After graduating from Tuck in 1984, he moved to New York City and spent the next 12 years working for Bank of America Securities, eventually as the managing director and head of high yield origination. He stuck with his interest in the food industry. “If there was money to be raised in a food company, I was the one to do it,” he says.
Then, one fateful day in 1992 in Alexandria, Virginia, a friend took him into a doughnut shop he’d never heard of before. It was called Krispy Kreme. “I tasted a hot original glazed doughnut and it changed my whole life,” Spoor says.
He contacted Krispy Kreme and asked if he could own a franchise. They said no. They weren’t franchising. For six years, Spoor asked and was denied. Then finally, they said yes. He was one of the first four people to own a franchise of the wildly popular doughnut company. He knew the business had the potential to be hugely successful, so he quit his finance job and dove in head first.
“Can you imagine anything better than this incredible doughnut? Unlike other foods, people remember their first Krispy Kreme,” he says. “Then you get to the analytical side. We had a 3,600 square-foot store with a drive-through window that just did doughnuts. A pure play. Low food cost, no competition. It’s a category killer.” And, Krispy Kreme had been in business since 1937. It had withstood the test of time. “Not many companies have been around for over 80 years. Not to mention the fact that a doughnut is happy food. Nor is it a trend or fad. It’s not going anywhere.”
He opened his first Krispy Kreme in Las Vegas, Nevada, in 1998 and broke the company’s sales records in the first three days. Spoor rode the wave, opening Krispy Kremes across Nevada, Utah, Idaho, and Montana and acquiring stores in Minnesota, Wisconsin, and Colorado. He added franchises for those other food brands, opened a food court in the Excalibur Hotel & Casino in Las Vegas, and founded Feel Good Brands in the years that followed.

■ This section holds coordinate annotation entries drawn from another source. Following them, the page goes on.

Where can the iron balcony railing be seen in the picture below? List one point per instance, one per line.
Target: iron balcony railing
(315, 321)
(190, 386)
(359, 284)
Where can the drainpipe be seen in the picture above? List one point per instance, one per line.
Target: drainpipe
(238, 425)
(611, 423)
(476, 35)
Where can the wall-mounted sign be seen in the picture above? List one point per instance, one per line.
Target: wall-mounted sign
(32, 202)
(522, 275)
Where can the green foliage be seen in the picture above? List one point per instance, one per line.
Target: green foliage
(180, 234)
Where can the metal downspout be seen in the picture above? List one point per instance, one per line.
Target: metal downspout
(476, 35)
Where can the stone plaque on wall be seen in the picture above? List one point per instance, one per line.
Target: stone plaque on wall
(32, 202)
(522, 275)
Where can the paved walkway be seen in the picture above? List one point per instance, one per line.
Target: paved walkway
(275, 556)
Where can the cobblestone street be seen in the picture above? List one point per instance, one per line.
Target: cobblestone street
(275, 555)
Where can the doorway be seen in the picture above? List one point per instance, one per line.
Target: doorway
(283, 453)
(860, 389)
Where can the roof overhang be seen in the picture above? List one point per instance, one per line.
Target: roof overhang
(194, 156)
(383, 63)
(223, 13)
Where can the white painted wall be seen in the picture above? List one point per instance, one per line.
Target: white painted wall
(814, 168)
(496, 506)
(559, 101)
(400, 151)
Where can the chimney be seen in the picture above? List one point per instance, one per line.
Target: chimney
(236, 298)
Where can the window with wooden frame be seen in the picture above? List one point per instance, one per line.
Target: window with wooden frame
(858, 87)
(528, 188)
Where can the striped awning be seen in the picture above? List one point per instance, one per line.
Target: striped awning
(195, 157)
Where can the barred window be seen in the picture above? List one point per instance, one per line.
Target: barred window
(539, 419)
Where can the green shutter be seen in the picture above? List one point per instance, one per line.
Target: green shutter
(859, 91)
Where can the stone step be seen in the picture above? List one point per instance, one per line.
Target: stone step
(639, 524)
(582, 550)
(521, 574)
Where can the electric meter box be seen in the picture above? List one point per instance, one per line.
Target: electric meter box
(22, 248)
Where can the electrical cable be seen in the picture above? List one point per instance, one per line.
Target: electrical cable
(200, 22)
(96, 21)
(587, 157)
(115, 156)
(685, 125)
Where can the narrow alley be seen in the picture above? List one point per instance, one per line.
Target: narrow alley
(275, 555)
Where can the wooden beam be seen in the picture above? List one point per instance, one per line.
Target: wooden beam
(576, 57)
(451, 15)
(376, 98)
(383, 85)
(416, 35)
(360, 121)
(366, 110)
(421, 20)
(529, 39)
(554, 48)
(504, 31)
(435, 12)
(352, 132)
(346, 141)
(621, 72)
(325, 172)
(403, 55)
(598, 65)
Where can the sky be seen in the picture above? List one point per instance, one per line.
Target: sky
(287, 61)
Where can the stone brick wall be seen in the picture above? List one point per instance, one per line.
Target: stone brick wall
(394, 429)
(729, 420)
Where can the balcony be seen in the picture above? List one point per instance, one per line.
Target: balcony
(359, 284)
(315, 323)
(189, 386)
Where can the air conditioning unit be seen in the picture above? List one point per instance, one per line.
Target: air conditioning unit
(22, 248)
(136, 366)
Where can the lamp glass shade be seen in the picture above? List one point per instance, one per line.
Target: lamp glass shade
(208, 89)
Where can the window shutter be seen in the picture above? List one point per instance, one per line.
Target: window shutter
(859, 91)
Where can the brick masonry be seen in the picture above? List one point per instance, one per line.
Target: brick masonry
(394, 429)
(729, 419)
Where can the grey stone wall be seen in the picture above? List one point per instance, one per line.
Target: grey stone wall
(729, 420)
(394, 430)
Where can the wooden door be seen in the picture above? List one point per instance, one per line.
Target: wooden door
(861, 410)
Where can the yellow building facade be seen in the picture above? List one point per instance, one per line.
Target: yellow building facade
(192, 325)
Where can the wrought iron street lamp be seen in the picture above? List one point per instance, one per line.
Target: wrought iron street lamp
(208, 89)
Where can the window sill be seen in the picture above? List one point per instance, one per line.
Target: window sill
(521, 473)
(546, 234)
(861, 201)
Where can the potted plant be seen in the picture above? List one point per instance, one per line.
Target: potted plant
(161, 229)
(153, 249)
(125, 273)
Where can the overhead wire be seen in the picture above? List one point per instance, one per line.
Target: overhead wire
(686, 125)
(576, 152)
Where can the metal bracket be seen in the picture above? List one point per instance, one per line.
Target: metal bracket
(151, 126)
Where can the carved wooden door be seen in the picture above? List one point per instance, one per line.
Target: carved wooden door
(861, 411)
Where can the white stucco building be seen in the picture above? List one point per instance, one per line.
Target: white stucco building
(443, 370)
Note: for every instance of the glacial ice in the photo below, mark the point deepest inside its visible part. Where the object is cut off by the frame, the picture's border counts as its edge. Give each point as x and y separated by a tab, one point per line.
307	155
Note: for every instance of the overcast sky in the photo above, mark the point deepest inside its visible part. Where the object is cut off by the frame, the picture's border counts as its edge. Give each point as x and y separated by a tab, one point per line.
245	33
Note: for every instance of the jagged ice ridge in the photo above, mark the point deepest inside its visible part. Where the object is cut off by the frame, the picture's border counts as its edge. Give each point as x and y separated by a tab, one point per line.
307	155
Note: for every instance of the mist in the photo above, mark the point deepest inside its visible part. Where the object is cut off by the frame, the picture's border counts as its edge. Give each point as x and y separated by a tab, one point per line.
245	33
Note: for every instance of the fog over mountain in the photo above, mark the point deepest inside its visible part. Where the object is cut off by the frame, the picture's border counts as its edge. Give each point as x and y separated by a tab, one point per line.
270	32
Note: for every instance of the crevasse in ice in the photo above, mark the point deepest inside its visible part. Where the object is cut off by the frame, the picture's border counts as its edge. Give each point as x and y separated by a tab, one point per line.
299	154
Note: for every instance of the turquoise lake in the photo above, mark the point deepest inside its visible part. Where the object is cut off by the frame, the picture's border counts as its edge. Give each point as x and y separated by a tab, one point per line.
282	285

He now splits his time between between Las Vegas and Sun Valley, Idaho, where he lives with his wife and their four children.
Back at Tuck, Spoor says he originally gifted doughnuts to the first-year students, but then realized that transportation was a problem. “The nearest Krispy Kreme store was in Boston and it was a logistical challenge.” So, when he added a Popcornopolis popcorn franchise to his company, it was the perfect solution.